So how can we use the weighted segment approach and the overlapping approach to evaluate? In Orion, we provide a collection of metrics, such as precision, recall, and F1 Score, that provide both options for evaluation. We distinguish between both approaches using the weighted flag within the metric function.

Using the weighted segment approach, we can see that we detected the majority of the anomalous interval, which if we are to look at the problem from a time point of view, we notice that we managed to detect (4 + 2) seconds of true positive, 2 seconds of false positive, and 2 second of false negative. Putting these together into our equation will yield precision = 0.75, recall = 0.75, and an F1 Score = 0.75.

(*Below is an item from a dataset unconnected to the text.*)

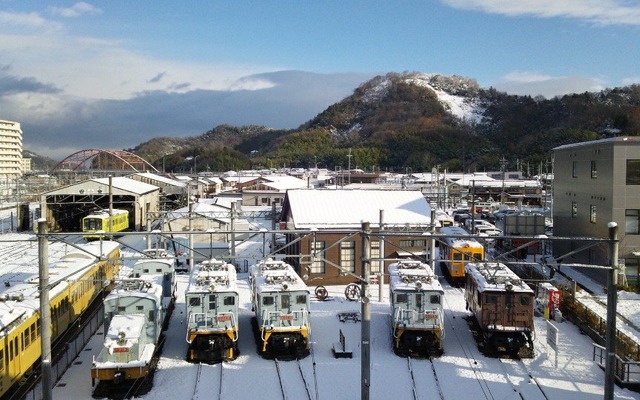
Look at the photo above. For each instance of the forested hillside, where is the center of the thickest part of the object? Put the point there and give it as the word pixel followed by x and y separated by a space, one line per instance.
pixel 412 121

Using the overlapping segment approach, the result will be a bit different.

In the overlapping segment approach, we can see that we get higher scores. In fact, since we detected a partial segment of the ground truth, then we record that segment as a true positive. Concretely, in this approach, we record 2 true positives, and 1 false negative. Which yields precision = 1, recall = 0.667, and an F1 Score = 0.8.

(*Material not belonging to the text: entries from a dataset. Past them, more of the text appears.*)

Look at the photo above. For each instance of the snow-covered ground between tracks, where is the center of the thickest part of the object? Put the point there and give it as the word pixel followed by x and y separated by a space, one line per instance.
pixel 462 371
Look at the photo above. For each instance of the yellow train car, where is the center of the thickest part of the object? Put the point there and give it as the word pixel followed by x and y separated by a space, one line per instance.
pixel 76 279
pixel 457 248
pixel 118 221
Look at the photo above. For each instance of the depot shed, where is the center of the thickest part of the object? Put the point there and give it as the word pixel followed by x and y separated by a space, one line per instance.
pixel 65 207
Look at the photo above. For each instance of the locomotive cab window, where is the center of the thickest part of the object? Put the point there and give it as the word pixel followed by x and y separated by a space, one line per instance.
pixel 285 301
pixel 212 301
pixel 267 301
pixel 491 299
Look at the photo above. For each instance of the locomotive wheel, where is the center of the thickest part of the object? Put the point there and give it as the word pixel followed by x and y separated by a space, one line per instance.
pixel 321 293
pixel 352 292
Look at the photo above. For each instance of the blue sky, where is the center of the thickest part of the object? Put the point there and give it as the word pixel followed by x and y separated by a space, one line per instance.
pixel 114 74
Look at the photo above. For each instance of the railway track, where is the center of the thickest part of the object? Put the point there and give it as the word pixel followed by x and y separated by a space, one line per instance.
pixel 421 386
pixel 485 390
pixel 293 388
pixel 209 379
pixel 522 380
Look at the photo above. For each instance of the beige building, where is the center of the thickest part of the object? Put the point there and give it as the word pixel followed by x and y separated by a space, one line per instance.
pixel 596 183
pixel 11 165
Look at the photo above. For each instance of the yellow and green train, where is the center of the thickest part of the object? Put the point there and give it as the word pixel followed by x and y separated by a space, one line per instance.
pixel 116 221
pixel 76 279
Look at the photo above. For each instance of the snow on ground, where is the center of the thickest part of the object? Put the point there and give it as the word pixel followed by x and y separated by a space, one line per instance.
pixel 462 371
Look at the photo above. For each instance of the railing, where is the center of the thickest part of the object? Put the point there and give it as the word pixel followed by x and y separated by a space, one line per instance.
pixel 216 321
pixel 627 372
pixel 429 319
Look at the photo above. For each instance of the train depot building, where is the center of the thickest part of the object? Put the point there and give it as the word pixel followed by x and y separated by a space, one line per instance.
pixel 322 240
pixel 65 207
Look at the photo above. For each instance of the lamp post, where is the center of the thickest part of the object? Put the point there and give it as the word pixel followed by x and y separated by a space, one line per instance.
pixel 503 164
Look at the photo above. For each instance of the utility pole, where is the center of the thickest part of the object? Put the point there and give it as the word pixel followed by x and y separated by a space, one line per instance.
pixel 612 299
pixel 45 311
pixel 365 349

End-to-end pipeline evaluation

In the previous post, we saw how we can perform anomaly detection end-to-end, but how do we evaluate? We integrate the evaluation suite into the Orion API, such that you can evaluate the pipeline on a dataset (with its labels) end-to-end. You can use orion.evaluate supporting the method with the following arguments:

data, a pandas.DataFrame containing two columns: timestamp and value.
ground_truth, a pandas.DataFrame containing two columns: start timestamp and end timestamp of ground truth labels.
fit, a flag denoting whether to train the pipeline before evaluating it.
train_data, a pandas.DataFrame containing two columns: timestamp and value, used to train the pipeline. If this dataframe is not given, the function will use data to train the pipeline.
metrics, a list of metrics used to evaluate the pipeline.

metrics is a list of function names that compares ground truth labels against detected labels and returns a metric value. We have seen some functions of that sort, such as contextual_f1_score.

In this post, we looked at evaluating detected anomalies v.s. the ground truth. We also saw how we can use Orion to evaluate pipelines in an end-to-end fashion. In the upcoming post, We will explore how we can compare multiple anomaly detection pipelines from an end-to-end perspective. As well as visit the Orion’s benchmarking suite.

Review of well-known terminology in binary classification, for a positive class P, and negative class N:

True Positive (TP). We classify a segment as true positive if the model predicted it as anomaly positive and the ground truth is also anomaly positive.
False Positive (FP). If the model predicted it as positive (anomaly) and the ground truth is negative (“normal”).
False Negative (FN). If the model predicted it as a negative class (“normal”) and the ground truth is positive (anomaly).
True Negative (TN). If both the model and the ground truth suggest that the segment is negative.

Classification metrics:

Precision (Pre): which is the fraction of correctly labeled instances over the total instances labeled. You can think of it as, from the positively classified instances, how many did I get right?

Pre = TP / (TP + FP)

Recall (Rec): which is the fraction of correctly labeled points over the total number of. You can think of it as, from the truly positive instances, how many of them did I identify?

Rec = TP / (TP + FN)

F1 Score: which is the harmonic mean of precision and recall

F1 Score = 2 · Pre · Rec / (Pre + Rec)